For three years we’ve been so absorbed in building the cabin that our old canoe, “The Barge,” has sat unpaddled by the shoreline. Finally, one perfect summer day Kat and I break out the paddles and wrestle the thing into the water. We paddle north along the shore and are surprised the point isn’t really a point, but an outjutting of land large enough to accommodate four substantial cabins. We discover a sea cave, a cave I’ll explore when Kat isn’t along; dark caves full of water are not on her to-do list. We find mini-islands with gull colonies dotting the shoreline. I thought of our cabin as isolated since we could only see two dwellings from where it sits, but we’re just one of a strand of pearls draped around Superior’s neck.

We paddle south and find sculptural rock formations and lava flows thrust skyward by earthquakes and shifting tectonic plates. We encounter more bays, thumper holes, and caves. We pass a weird column we christen “The Boot,” only to discover the formation is known to the locals as The Boot. We find another rock formation in the shape of a large easy chair that we nickname “The Lazy Boy Chair.” We spend the rest of a lazy morning sitting face to face on it, listening to the water from Kennedy Creek cascade into the lake.

We see no other canoeists or kayakers in the three hours we’re out. Near larger cities you see more boat traffic because there are more people. In the absolute wilderness you encounter more people, because people go there in a like-minded mass escape. But we’re in an area with few houses, where few people journey. We’re in a fall-between-the-cracks kind of place.

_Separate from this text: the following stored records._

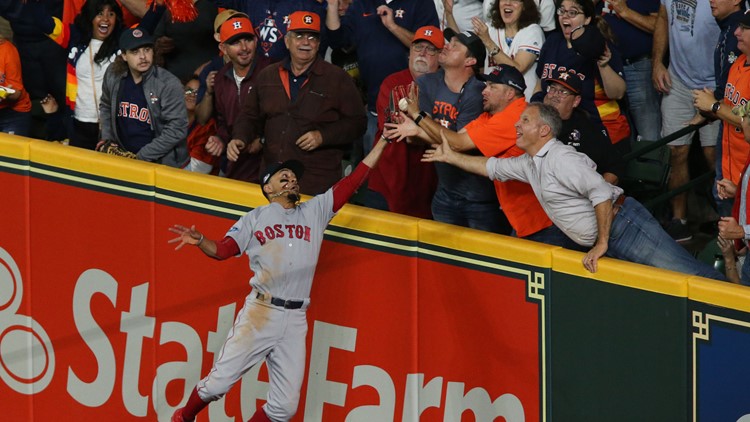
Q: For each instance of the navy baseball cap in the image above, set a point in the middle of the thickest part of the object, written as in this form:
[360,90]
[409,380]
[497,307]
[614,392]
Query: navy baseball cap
[507,75]
[569,80]
[297,167]
[132,38]
[471,41]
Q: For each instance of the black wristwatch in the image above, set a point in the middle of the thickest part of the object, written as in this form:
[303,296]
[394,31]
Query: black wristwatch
[419,118]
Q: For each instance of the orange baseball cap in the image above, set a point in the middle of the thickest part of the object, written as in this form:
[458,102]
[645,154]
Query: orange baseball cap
[302,21]
[430,33]
[235,28]
[225,15]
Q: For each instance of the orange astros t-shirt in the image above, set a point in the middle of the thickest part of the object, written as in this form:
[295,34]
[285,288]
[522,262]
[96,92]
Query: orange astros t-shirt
[495,136]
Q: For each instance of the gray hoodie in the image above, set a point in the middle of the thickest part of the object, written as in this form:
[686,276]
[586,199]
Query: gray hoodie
[166,103]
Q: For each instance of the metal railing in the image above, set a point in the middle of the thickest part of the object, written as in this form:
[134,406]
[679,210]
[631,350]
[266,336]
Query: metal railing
[654,145]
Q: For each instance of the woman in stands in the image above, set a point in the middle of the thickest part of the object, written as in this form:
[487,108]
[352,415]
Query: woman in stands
[92,44]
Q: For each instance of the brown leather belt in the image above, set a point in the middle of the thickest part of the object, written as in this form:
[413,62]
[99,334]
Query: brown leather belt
[277,301]
[617,204]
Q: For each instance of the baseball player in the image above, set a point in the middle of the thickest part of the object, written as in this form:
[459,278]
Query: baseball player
[282,240]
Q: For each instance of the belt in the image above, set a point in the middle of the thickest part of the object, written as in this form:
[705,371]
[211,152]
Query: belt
[277,301]
[617,204]
[636,59]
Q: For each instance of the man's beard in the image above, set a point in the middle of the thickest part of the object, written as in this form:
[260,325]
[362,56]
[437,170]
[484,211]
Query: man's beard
[293,197]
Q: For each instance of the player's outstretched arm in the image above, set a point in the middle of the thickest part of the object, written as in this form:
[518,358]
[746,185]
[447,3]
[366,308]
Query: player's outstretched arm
[190,236]
[372,158]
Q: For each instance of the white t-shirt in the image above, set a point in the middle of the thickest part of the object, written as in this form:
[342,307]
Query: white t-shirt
[546,9]
[463,11]
[528,39]
[87,101]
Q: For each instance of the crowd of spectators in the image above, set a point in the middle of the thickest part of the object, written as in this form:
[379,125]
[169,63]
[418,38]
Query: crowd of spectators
[320,81]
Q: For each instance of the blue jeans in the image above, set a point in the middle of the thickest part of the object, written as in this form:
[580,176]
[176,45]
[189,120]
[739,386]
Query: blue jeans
[15,122]
[484,216]
[637,237]
[645,108]
[554,236]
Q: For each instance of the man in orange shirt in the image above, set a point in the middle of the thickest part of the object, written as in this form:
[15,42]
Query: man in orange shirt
[734,149]
[493,133]
[15,105]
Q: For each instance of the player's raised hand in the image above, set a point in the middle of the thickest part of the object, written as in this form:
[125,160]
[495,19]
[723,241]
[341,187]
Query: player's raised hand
[186,236]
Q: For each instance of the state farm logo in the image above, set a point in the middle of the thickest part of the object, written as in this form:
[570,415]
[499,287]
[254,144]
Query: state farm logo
[27,359]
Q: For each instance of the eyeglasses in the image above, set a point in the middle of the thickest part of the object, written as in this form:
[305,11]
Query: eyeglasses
[308,36]
[571,13]
[430,50]
[555,90]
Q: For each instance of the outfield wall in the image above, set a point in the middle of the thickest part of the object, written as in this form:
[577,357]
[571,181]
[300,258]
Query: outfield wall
[410,319]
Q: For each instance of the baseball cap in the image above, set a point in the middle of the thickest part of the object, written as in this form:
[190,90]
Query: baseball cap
[235,28]
[302,21]
[431,34]
[590,45]
[471,41]
[132,38]
[507,75]
[224,15]
[569,80]
[296,166]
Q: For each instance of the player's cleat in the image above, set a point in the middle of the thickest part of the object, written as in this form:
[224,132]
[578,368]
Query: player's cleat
[177,416]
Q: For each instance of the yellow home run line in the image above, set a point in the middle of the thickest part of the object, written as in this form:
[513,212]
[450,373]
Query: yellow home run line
[230,211]
[201,205]
[87,181]
[361,239]
[424,251]
[15,166]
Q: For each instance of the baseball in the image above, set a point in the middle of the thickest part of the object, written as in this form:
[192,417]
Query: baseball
[403,104]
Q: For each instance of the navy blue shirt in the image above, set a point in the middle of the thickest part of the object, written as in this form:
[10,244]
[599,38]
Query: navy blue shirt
[454,111]
[556,57]
[633,42]
[133,117]
[726,51]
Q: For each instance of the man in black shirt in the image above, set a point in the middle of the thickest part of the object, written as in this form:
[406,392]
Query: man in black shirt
[578,130]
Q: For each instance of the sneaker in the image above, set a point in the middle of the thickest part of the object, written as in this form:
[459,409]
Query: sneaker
[679,231]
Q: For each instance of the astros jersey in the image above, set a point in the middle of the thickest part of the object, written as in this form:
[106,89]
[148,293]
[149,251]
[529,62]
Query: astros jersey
[734,148]
[283,245]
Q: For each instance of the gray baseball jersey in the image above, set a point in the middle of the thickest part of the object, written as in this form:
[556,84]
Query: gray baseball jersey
[283,245]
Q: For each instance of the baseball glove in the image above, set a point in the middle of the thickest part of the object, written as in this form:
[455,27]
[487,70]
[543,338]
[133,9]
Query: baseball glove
[113,148]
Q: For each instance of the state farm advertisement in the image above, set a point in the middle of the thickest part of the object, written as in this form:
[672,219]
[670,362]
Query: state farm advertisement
[101,319]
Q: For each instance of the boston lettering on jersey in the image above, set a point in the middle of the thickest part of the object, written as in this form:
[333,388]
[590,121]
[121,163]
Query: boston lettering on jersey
[552,69]
[134,111]
[292,231]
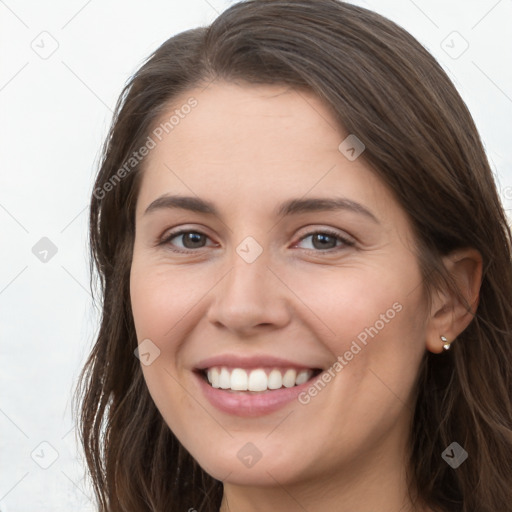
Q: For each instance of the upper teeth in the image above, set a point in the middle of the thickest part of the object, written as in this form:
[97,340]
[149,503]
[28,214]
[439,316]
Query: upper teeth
[239,379]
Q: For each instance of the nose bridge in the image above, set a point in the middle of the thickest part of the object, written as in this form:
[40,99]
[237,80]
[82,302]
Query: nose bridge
[249,295]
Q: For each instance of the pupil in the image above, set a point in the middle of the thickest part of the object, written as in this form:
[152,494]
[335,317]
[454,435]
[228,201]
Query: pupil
[323,238]
[194,238]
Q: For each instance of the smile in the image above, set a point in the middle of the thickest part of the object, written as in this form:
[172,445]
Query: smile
[257,379]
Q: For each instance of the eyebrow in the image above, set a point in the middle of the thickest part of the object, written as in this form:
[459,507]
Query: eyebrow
[290,207]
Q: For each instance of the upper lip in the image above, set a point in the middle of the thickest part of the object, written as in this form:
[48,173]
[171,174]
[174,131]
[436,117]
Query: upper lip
[255,361]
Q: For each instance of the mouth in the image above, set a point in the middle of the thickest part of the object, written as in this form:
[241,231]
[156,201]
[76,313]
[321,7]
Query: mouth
[258,380]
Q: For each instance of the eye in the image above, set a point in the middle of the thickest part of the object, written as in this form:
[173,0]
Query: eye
[190,239]
[322,240]
[325,240]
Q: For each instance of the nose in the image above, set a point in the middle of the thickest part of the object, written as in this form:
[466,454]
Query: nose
[249,298]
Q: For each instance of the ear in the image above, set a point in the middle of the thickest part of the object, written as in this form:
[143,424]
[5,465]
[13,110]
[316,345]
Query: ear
[449,316]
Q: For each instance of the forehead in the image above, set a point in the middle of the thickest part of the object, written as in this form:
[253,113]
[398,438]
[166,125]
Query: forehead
[246,143]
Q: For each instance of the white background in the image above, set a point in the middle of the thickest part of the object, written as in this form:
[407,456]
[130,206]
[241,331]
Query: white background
[54,116]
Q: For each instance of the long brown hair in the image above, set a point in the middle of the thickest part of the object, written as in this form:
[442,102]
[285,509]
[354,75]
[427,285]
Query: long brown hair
[420,140]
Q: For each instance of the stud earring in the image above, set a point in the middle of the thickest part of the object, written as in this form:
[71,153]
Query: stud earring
[446,343]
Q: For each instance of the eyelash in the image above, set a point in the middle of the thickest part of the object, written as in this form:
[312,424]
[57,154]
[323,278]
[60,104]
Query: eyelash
[347,242]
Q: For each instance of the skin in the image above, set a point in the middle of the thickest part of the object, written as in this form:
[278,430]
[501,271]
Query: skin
[247,149]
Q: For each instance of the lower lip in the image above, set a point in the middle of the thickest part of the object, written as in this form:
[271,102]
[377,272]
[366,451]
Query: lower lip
[247,404]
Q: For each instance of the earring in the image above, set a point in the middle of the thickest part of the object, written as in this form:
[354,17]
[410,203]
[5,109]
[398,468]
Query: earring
[446,343]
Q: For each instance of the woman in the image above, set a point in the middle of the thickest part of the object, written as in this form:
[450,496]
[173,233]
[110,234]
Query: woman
[306,277]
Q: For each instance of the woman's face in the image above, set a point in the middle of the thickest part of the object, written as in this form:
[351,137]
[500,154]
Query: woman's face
[270,284]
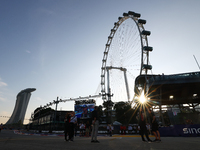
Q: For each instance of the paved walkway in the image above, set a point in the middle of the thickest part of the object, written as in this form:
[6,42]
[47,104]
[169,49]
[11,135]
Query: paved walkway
[9,140]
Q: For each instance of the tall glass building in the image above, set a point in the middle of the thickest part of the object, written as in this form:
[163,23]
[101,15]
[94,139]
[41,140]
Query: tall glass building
[20,106]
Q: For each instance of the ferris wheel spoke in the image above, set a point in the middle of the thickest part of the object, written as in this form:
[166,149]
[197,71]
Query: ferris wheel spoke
[124,57]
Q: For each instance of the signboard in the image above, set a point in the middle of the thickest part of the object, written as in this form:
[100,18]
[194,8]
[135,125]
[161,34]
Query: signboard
[84,110]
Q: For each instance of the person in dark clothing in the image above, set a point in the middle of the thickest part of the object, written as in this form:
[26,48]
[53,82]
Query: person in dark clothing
[73,122]
[95,125]
[87,129]
[142,123]
[67,121]
[154,126]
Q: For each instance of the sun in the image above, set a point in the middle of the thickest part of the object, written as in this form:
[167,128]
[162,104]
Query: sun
[142,98]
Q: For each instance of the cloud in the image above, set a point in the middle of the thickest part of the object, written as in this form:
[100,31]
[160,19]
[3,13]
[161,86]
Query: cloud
[2,83]
[28,52]
[2,99]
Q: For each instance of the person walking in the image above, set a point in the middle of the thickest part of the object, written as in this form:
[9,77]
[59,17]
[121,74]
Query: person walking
[67,121]
[87,129]
[142,118]
[154,126]
[95,125]
[73,121]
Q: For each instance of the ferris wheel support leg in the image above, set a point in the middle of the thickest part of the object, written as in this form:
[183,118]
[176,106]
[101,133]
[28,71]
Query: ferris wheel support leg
[108,82]
[126,84]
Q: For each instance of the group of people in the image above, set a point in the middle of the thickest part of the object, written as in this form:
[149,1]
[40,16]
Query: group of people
[145,118]
[71,121]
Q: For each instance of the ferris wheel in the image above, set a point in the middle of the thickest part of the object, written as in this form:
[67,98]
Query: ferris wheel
[125,57]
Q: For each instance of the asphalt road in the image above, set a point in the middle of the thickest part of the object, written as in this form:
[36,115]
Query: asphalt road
[11,141]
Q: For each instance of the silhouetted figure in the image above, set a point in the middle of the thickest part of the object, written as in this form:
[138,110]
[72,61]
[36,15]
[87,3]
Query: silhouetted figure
[67,121]
[95,125]
[142,123]
[154,126]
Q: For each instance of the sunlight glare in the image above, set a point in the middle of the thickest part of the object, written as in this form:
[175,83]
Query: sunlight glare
[142,98]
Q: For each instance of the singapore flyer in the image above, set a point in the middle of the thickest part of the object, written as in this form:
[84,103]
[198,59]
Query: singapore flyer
[126,56]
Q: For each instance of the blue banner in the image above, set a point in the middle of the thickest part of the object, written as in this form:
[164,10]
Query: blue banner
[181,130]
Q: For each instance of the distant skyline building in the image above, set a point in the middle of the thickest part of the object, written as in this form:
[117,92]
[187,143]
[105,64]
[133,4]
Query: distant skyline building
[20,106]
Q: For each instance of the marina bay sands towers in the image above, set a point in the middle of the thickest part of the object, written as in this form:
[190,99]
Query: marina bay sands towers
[20,106]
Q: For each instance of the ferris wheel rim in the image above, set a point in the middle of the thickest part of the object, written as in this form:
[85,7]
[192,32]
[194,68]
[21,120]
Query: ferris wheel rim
[143,40]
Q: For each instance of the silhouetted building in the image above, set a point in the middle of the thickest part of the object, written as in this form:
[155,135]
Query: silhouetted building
[20,106]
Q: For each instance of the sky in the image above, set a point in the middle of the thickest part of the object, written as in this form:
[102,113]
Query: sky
[57,46]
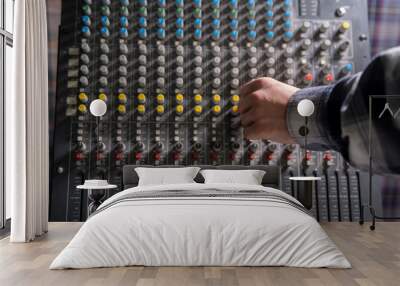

From the time we strike a deal with Dick and Jean until we hammer a few coat hooks in the closet, two years slide by. In some ways it seems like we’ve been building Oma Tupa for decades. Yet in others it seems like it’s been only weeks since we stood on the shore looking up trying to figure out how financially and physically we could climb that slippery slope.

Some will argue a cabin is a poor investment. You could take the money spent and buy a month of vacation every year at the poshest of resorts for a lifetime and still come out ahead. It’s one more place to pay taxes, insurance, and utilities. It’s one more dwelling to paint and another drippy faucet to fix. All of this for a place to spend thirty days a year.

But it’s not just a thirty-day affair. Knowing it’s there helps us get through the other three hundred and thirty-five days. Knowing it’s waiting for us with open arms makes a stressful workday a little calmer. When the world seems too large and too complex, the cabin is small and simple.